A fundamental problem in the AIDS pandemic is the power dynamic between males and females. For a woman it is very difficult to say no if a man desire to have sex. I heard on the news the other day that 57% of women here have been sexually abused. Basically, three out of five. There was a story in the newspapers recently from Southern Province. A grade six girl was raped by an older man. Instead of pressing charges against the man, the girl's parents then forced her to marry him. Even if a woman practices abstinence, and then is faithful to her husband, she can still contract AIDS if she has the misfortune of having a philandering partner. Hence the change of the motto from "Be Faithful to One Partner" to "Be Faithful to a Faithful Partner."
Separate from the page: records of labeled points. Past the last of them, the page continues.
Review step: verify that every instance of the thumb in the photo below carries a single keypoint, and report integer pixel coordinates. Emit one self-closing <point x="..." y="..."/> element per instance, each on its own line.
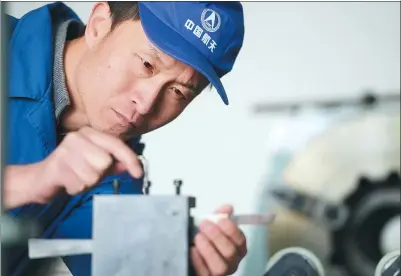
<point x="117" y="168"/>
<point x="226" y="209"/>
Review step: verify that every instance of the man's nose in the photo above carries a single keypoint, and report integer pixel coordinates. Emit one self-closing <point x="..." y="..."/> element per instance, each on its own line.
<point x="146" y="97"/>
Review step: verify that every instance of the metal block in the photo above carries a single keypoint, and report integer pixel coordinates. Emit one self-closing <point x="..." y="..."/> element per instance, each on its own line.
<point x="141" y="235"/>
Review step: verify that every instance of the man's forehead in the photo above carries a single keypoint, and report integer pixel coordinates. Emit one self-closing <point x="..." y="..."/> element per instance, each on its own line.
<point x="195" y="83"/>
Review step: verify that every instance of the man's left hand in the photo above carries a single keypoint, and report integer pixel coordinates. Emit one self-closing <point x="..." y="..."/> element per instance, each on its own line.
<point x="218" y="247"/>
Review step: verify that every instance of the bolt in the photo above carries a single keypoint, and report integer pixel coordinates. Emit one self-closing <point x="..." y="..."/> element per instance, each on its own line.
<point x="146" y="186"/>
<point x="177" y="184"/>
<point x="116" y="186"/>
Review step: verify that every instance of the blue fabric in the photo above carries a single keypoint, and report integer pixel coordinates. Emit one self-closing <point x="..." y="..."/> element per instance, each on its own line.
<point x="32" y="134"/>
<point x="205" y="35"/>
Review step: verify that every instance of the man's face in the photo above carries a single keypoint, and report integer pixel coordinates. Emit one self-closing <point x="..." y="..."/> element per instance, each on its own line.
<point x="126" y="86"/>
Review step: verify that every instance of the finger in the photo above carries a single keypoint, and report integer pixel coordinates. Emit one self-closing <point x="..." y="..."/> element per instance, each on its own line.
<point x="88" y="164"/>
<point x="198" y="263"/>
<point x="236" y="236"/>
<point x="226" y="209"/>
<point x="223" y="244"/>
<point x="215" y="263"/>
<point x="117" y="148"/>
<point x="118" y="168"/>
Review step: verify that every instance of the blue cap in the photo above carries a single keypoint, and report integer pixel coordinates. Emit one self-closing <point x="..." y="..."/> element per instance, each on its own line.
<point x="204" y="35"/>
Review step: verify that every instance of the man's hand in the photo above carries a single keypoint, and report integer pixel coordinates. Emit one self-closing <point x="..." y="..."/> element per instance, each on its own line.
<point x="82" y="159"/>
<point x="218" y="248"/>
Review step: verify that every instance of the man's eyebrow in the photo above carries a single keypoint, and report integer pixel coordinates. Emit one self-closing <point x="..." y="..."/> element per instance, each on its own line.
<point x="190" y="86"/>
<point x="155" y="52"/>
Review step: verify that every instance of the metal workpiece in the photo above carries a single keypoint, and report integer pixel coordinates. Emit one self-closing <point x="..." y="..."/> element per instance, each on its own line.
<point x="146" y="181"/>
<point x="132" y="235"/>
<point x="116" y="186"/>
<point x="177" y="185"/>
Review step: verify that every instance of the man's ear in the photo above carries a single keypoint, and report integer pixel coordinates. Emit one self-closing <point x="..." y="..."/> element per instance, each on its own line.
<point x="99" y="24"/>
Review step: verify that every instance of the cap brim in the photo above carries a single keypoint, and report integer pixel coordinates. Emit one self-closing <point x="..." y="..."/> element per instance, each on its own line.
<point x="166" y="39"/>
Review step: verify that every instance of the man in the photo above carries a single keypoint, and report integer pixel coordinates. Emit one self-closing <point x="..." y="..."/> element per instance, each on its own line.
<point x="81" y="96"/>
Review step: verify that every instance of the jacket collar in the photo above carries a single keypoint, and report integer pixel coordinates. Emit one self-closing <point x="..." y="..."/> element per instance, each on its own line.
<point x="31" y="60"/>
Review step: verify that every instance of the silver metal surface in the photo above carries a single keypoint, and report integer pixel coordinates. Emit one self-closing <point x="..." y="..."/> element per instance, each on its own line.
<point x="141" y="235"/>
<point x="132" y="235"/>
<point x="253" y="219"/>
<point x="48" y="248"/>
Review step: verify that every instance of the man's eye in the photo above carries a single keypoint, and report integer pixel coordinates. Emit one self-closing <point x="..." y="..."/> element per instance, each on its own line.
<point x="147" y="64"/>
<point x="177" y="93"/>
The future is bleak and I don't have much, if any, optimism. I hear that the prevalence rate is not increasing as quickly, and in some demographic sectors, is decreasing. This is good news. More and more people are going for VCT (Voluntary Councilling and Testing) and are getting ARVs (anti-retro virals). There is still a long way to go. Less than 0.5% of the rural population has gone for testing and the number in the cities is only around 1%. The relationship between men and women is not changing and neither are male attitudes about sex.
If I sit in the back of the bus on the way to work I can see 12 people in front of me. Then I look at each row of three people. According to the odds, an average of one in each row has HIV/AIDS. They are probably a mother or a father, and some day their child will join the swelling ranks of single or double orphans. Their child will have to go live with their grandmother, will suffer the trauma of losing a parent, will have a disruption in their education, might be sick themselves.
This is AIDS. You may not see it, but it is there. All you see is the results - crowded hospitals, parentless children, poverty, funerals. One in three. This will happen to one in three people that I meet here in the city. Maybe not today, maybe not tomorrow, maybe not even next year or in five years. Nevertheless, they remain on death row with no chance of appeal.